April 21, 2005


Moussaoui: a window on terror trials: Suspect is scheduled to plead guilty Friday in a bizarre case raising questions about how justice system handles terrorism. (Peter Grier and Faye Bowers, 4/22/05, The Christian Science Monitor)

If nothing else, the bizarre trial of Zacarias Moussaoui - the only person in the US charged in connection with the attacks of Sept. 11, 2001 - may have highlighted the difficulties of trying suspected terrorists in established civilian courts.

Mr. Moussaoui himself has been erratic and belligerent. He has filed rambling letters with the court railing against US policies and castigating all manner of public figures, at times inaccurately. For instance, he once referred to ex-Attorney General John Ashcroft, a Republican, as "the Democratic jerk."

The case has also raised serious legal issues, notably the degree to which an accused terrorist can have access to the testimony of other imprisoned terrorist suspects.

Now Moussaoui is scheduled to stand up Friday in open court in Arlington, Va., where he is expected to (again) plead guilty. Judge Leonie Brinkema has ruled that he is mentally competent to make such a plea, and if he does in fact do so he could be sentenced to death.

Yet the nature of his ties to the Sept. 11 hijackers may remain unresolved. It is possible that "everyone has come to the conclusion, including the judge, that there is no good way to get rid of this case," says Juliette Kayyem, a homeland security and law-enforcement specialist at Harvard University.

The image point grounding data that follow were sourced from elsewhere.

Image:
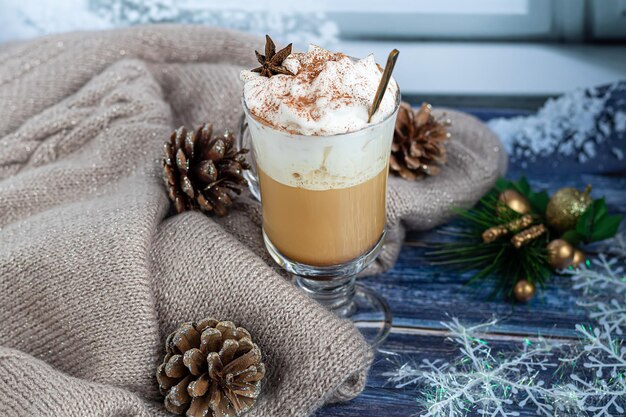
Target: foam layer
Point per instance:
(330, 94)
(322, 162)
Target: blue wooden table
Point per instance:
(421, 296)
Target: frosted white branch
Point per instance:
(498, 384)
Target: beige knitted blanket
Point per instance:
(94, 275)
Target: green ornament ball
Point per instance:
(565, 208)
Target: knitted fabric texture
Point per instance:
(94, 275)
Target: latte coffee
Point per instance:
(322, 166)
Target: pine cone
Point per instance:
(418, 147)
(202, 173)
(211, 369)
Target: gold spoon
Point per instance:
(384, 81)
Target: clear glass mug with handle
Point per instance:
(323, 203)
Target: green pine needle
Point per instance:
(499, 260)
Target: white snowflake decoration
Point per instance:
(498, 385)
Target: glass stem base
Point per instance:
(368, 311)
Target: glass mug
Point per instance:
(323, 203)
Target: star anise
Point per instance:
(271, 62)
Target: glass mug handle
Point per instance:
(244, 140)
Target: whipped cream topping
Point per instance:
(329, 94)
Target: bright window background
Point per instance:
(454, 48)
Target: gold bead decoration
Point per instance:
(579, 258)
(560, 254)
(525, 236)
(495, 232)
(565, 208)
(515, 201)
(524, 291)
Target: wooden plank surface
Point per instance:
(422, 295)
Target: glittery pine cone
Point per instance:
(418, 148)
(211, 369)
(202, 173)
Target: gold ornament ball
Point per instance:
(515, 201)
(560, 254)
(524, 291)
(579, 258)
(565, 208)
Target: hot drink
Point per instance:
(322, 166)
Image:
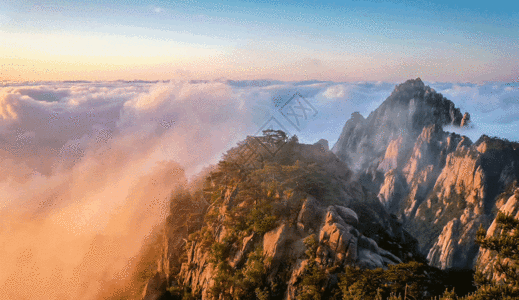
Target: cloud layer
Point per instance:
(86, 167)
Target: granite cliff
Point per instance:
(395, 190)
(441, 184)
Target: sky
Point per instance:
(102, 102)
(455, 41)
(86, 168)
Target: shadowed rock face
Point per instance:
(349, 226)
(440, 183)
(410, 107)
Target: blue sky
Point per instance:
(340, 41)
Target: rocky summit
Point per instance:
(395, 201)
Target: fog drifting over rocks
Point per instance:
(87, 167)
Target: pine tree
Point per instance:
(505, 281)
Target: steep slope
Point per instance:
(440, 183)
(268, 225)
(509, 205)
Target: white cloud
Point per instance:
(72, 153)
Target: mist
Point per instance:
(87, 168)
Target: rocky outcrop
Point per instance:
(487, 260)
(345, 230)
(441, 184)
(411, 107)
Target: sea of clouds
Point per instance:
(86, 167)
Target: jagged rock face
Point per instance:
(186, 215)
(348, 230)
(340, 244)
(440, 183)
(411, 107)
(463, 198)
(486, 260)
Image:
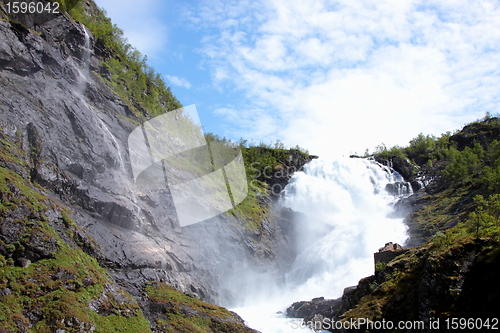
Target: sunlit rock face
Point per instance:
(73, 131)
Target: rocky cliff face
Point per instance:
(66, 131)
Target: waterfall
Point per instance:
(347, 212)
(347, 208)
(83, 70)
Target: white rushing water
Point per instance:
(347, 219)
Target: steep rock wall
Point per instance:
(73, 130)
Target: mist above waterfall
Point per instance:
(345, 217)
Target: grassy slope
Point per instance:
(62, 286)
(455, 273)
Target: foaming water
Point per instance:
(347, 218)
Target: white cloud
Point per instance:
(178, 81)
(349, 75)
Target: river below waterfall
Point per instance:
(348, 218)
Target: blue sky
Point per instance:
(335, 77)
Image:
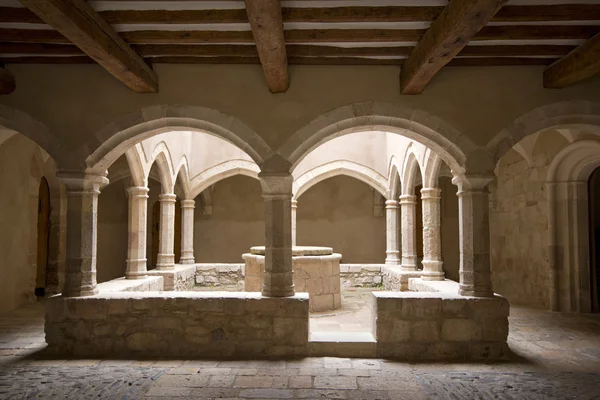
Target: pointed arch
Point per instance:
(335, 168)
(219, 172)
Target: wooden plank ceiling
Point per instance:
(322, 32)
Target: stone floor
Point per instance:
(556, 356)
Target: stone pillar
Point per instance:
(166, 244)
(294, 213)
(408, 209)
(187, 231)
(474, 231)
(432, 238)
(82, 231)
(136, 252)
(392, 250)
(277, 193)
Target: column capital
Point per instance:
(138, 191)
(431, 193)
(167, 197)
(276, 184)
(80, 181)
(408, 199)
(391, 204)
(188, 203)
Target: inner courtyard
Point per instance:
(292, 199)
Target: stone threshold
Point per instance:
(342, 344)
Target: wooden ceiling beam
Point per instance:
(515, 13)
(446, 37)
(7, 81)
(78, 22)
(267, 31)
(580, 64)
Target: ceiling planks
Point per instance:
(448, 35)
(78, 22)
(267, 30)
(580, 64)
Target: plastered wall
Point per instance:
(338, 213)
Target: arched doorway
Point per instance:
(594, 230)
(43, 237)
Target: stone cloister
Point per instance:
(144, 307)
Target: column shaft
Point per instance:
(166, 245)
(474, 230)
(391, 233)
(408, 209)
(187, 231)
(136, 252)
(432, 239)
(277, 193)
(82, 214)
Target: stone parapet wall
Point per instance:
(192, 324)
(181, 278)
(361, 275)
(439, 326)
(215, 275)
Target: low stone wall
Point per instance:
(181, 278)
(361, 275)
(215, 275)
(439, 326)
(192, 324)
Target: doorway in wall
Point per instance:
(594, 231)
(43, 237)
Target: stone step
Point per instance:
(342, 344)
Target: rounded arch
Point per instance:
(394, 184)
(15, 120)
(114, 139)
(219, 172)
(579, 113)
(335, 168)
(409, 172)
(418, 125)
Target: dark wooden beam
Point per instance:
(446, 37)
(267, 30)
(580, 64)
(7, 81)
(78, 22)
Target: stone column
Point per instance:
(277, 193)
(166, 241)
(392, 250)
(294, 213)
(432, 239)
(82, 214)
(187, 231)
(408, 209)
(136, 252)
(474, 231)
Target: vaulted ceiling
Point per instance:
(420, 36)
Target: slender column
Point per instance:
(408, 209)
(82, 214)
(187, 231)
(474, 231)
(136, 252)
(432, 239)
(277, 193)
(392, 250)
(166, 243)
(294, 213)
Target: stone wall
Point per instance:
(436, 326)
(198, 324)
(519, 224)
(361, 275)
(215, 275)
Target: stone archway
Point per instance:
(568, 225)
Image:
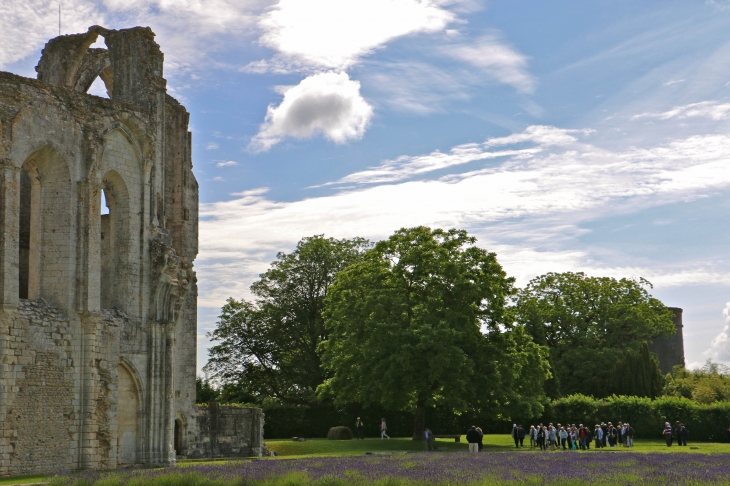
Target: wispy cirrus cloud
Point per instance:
(713, 110)
(332, 34)
(405, 167)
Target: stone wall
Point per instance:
(670, 350)
(228, 431)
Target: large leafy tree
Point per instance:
(268, 347)
(589, 323)
(422, 321)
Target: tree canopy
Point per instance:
(589, 323)
(268, 347)
(423, 320)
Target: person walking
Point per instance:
(383, 428)
(598, 434)
(682, 435)
(521, 435)
(667, 434)
(630, 435)
(472, 437)
(427, 440)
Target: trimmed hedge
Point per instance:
(339, 433)
(646, 416)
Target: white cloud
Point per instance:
(335, 34)
(496, 59)
(720, 347)
(409, 166)
(327, 104)
(549, 193)
(707, 109)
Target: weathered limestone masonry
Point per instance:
(97, 311)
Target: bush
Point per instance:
(646, 416)
(339, 433)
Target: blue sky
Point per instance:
(573, 135)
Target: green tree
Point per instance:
(268, 347)
(423, 321)
(589, 323)
(709, 384)
(636, 375)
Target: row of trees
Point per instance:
(428, 319)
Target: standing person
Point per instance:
(383, 428)
(582, 436)
(682, 434)
(630, 434)
(598, 434)
(563, 434)
(521, 435)
(472, 437)
(427, 439)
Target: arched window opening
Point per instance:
(29, 233)
(108, 240)
(178, 436)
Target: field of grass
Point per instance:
(492, 443)
(320, 461)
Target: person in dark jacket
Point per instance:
(472, 437)
(682, 434)
(521, 435)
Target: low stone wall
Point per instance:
(228, 431)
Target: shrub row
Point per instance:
(646, 416)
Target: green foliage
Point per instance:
(204, 391)
(422, 321)
(707, 385)
(268, 347)
(636, 375)
(646, 416)
(339, 433)
(589, 323)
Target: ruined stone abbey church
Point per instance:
(98, 305)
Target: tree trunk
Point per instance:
(419, 423)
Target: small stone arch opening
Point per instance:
(179, 436)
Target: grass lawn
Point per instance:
(492, 443)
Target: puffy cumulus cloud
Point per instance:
(408, 166)
(497, 60)
(335, 34)
(705, 109)
(327, 104)
(720, 347)
(522, 206)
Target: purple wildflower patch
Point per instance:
(465, 468)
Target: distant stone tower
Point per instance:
(670, 350)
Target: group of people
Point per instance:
(570, 437)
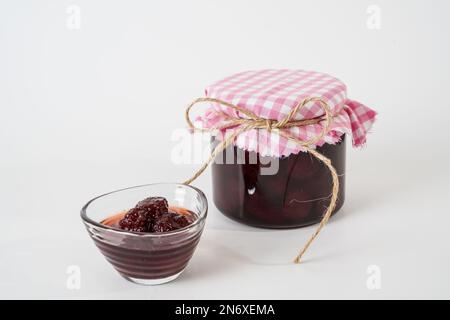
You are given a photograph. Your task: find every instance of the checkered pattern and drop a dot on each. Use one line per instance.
(271, 94)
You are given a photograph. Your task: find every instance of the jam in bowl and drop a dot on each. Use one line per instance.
(148, 233)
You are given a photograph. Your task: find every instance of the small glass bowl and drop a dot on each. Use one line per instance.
(146, 258)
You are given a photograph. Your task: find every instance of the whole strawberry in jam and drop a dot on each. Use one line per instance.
(169, 221)
(153, 215)
(140, 218)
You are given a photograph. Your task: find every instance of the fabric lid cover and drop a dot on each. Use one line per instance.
(271, 94)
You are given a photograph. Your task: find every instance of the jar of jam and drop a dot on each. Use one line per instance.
(264, 178)
(296, 195)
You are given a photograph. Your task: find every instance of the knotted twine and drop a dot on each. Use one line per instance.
(255, 122)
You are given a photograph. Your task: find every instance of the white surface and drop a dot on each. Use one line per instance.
(87, 111)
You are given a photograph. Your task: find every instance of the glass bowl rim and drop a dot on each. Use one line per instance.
(201, 216)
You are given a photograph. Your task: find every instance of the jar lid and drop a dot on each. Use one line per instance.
(272, 94)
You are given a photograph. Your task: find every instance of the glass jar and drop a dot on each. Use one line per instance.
(296, 195)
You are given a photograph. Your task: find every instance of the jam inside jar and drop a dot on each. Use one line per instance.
(295, 195)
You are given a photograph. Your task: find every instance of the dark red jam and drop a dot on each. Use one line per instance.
(296, 195)
(158, 255)
(152, 214)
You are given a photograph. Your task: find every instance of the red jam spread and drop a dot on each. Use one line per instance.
(152, 214)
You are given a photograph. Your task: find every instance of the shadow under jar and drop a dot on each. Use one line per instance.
(296, 195)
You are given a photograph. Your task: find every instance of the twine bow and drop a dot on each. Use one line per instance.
(255, 122)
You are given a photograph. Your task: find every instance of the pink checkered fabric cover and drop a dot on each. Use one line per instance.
(271, 94)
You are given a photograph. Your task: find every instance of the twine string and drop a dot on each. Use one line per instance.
(252, 121)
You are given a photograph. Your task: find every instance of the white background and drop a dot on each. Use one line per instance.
(86, 111)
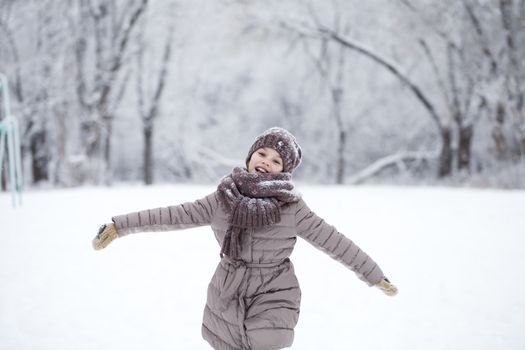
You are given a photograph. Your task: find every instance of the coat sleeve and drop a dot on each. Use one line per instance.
(177, 217)
(326, 238)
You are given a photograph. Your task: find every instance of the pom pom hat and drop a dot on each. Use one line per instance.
(283, 142)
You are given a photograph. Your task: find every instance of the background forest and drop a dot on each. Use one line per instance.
(407, 92)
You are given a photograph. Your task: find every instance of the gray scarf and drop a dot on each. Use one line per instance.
(252, 200)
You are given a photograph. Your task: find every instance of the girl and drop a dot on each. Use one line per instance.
(256, 214)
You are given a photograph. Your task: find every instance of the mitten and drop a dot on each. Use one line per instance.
(387, 287)
(106, 233)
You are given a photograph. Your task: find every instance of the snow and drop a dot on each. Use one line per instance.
(456, 256)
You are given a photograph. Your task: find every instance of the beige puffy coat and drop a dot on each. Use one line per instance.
(254, 303)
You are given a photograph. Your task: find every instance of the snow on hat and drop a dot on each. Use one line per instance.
(283, 142)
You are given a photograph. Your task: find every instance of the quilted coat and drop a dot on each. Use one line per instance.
(253, 303)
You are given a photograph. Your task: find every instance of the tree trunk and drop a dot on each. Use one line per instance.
(40, 157)
(107, 151)
(497, 133)
(464, 147)
(148, 155)
(445, 157)
(340, 172)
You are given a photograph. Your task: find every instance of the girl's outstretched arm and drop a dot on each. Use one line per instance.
(177, 217)
(325, 237)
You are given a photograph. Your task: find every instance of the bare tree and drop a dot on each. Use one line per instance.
(99, 63)
(150, 113)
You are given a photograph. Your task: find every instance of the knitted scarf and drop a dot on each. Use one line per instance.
(252, 200)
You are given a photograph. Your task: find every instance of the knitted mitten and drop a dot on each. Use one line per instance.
(106, 234)
(387, 287)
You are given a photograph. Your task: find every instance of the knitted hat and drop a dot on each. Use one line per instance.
(283, 142)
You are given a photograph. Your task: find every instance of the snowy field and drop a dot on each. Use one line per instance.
(457, 256)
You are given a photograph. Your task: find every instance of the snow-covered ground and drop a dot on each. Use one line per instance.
(457, 256)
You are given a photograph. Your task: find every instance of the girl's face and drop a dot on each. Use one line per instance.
(265, 160)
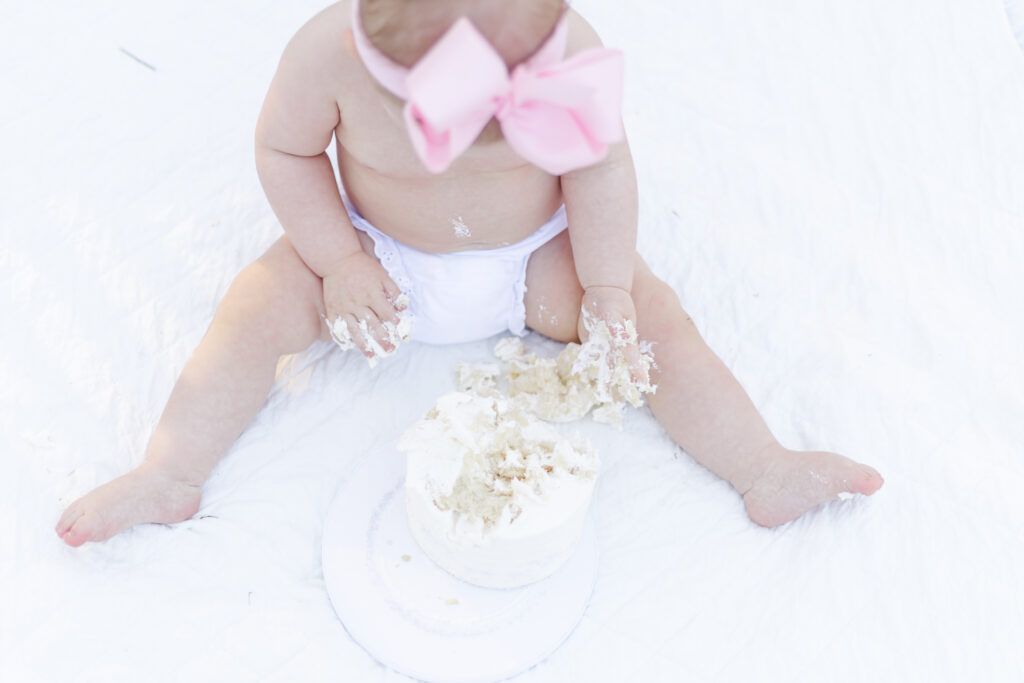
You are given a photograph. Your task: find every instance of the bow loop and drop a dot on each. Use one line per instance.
(558, 116)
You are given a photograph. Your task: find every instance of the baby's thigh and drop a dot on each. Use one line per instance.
(278, 297)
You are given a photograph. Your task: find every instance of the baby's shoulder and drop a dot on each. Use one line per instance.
(321, 46)
(581, 35)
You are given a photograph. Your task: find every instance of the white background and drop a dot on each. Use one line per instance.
(835, 188)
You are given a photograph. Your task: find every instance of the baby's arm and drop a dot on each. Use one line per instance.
(296, 124)
(295, 127)
(601, 205)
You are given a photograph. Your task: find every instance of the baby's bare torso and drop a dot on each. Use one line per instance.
(488, 197)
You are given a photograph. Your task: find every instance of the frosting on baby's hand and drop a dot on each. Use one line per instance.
(396, 333)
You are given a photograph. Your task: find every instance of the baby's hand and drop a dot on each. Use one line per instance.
(614, 306)
(363, 306)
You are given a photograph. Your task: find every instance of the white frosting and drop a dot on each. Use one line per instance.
(592, 376)
(495, 496)
(396, 333)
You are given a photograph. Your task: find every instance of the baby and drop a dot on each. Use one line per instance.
(488, 184)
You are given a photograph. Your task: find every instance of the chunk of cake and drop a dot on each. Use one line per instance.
(593, 377)
(495, 496)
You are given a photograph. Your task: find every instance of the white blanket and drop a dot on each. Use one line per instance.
(835, 188)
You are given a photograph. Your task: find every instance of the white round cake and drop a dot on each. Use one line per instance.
(495, 496)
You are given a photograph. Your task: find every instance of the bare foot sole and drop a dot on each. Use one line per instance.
(147, 494)
(797, 481)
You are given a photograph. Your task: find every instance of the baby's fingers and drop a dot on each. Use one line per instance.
(371, 336)
(635, 363)
(391, 294)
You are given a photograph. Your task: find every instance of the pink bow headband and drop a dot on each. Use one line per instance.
(557, 114)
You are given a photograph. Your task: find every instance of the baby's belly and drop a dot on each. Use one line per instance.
(440, 214)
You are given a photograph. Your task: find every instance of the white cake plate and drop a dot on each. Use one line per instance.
(421, 621)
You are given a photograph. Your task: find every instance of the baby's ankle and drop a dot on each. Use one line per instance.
(172, 472)
(752, 468)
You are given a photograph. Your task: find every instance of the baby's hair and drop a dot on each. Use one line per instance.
(404, 30)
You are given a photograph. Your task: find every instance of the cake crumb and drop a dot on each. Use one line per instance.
(590, 378)
(460, 227)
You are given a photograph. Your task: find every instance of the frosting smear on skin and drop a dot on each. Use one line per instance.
(396, 333)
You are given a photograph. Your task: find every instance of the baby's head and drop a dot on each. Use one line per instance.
(404, 30)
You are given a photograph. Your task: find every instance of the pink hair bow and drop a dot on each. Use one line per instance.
(558, 116)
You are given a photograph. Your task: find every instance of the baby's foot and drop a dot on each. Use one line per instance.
(147, 494)
(796, 481)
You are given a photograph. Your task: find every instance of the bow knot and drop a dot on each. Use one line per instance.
(558, 116)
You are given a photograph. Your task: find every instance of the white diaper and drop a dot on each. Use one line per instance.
(463, 296)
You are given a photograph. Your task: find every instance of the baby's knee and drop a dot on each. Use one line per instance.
(266, 305)
(662, 316)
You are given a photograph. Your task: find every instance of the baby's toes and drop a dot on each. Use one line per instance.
(69, 517)
(864, 480)
(87, 527)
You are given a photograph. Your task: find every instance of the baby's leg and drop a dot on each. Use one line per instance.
(271, 308)
(698, 401)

No one holds that Moussaoui is an innocent.

So what's the problem? A guilty man is being punished. Smells like justice.

Posted by Orrin Judd at April 21, 2005 5:57 PM

I don't see why when the prisoner wants to plead guilty there's difficulty for the court. Seems like a win-win.

Posted by: pj at April 21, 2005 6:03 PM

"no good way to get rid of this case"

Yes there is.

I have to give him his due though. He was sharpe enough to know that Democrat and jerk go together like buttermilk and cornbread.

Posted by: h-man at April 21, 2005 6:10 PM

Modern criminal law isn't about guilt but gamesmanship.

Posted by: oj at April 21, 2005 6:36 PM

Well, actually there is an issue here. The legal system operates under certain cultural assumptions that most of us are largely unconscious of, but which can throw everything out of whack very easily if they aren't adhered to or shared by the participants. They can leave the legal system scrambling in self-defence. A few are:

A) Courts, lawyers and litigation are unpleasant things to be avoided if possible. The natural impulse is to avoid or shorten it. There is one culture I won't mention by name that seems to throw up a lot of people who think litigation is jolly good fun and who will litigate and appeal forever, often at great cost. A loss at trial throws them no more than a solo homer by the visitng team in the first inning. The law seems to them to be a substitute for golf.

B) That people will at least be aware of when they are and are not telling the truth. There are plenty of people who lie in court but when you meet someone who literally doesn't know what a lie is you have a tricky problem. Again, no names, but there are cultures out there that seem to foster highly personalized notions of objective, factual truth;

C)That the authority or legitimacy of the court is accepted. Certain members of a faith I won't name but which has quite erotic notions of life in the hereafter for the faithful can cause pure havoc by questioning everything from the oath to the judges credentials to their lawyer's role, etc., etc. and the system has to defend itself on its own terms, which means endless delay, procedural rulings, hearing both sides, etc. i.e. It can never just say: "You are a jerk, so off with your head!"

This is not without precedent and perhaps those courts and judges challenged by Islamic fundamentalists could respond creatively with a little historical guidance. For hundreds of years the law was that a convicted felon lost all his property to the Crown. To protect their families, some accused simply refused to plead. In response, the law developed a cute little persuasive technique called peine forte et dure whereby heavy stones were placed on the accused until he pled. If he was brave enough, he died from being crushed, but he died unconvicted and his family inherited.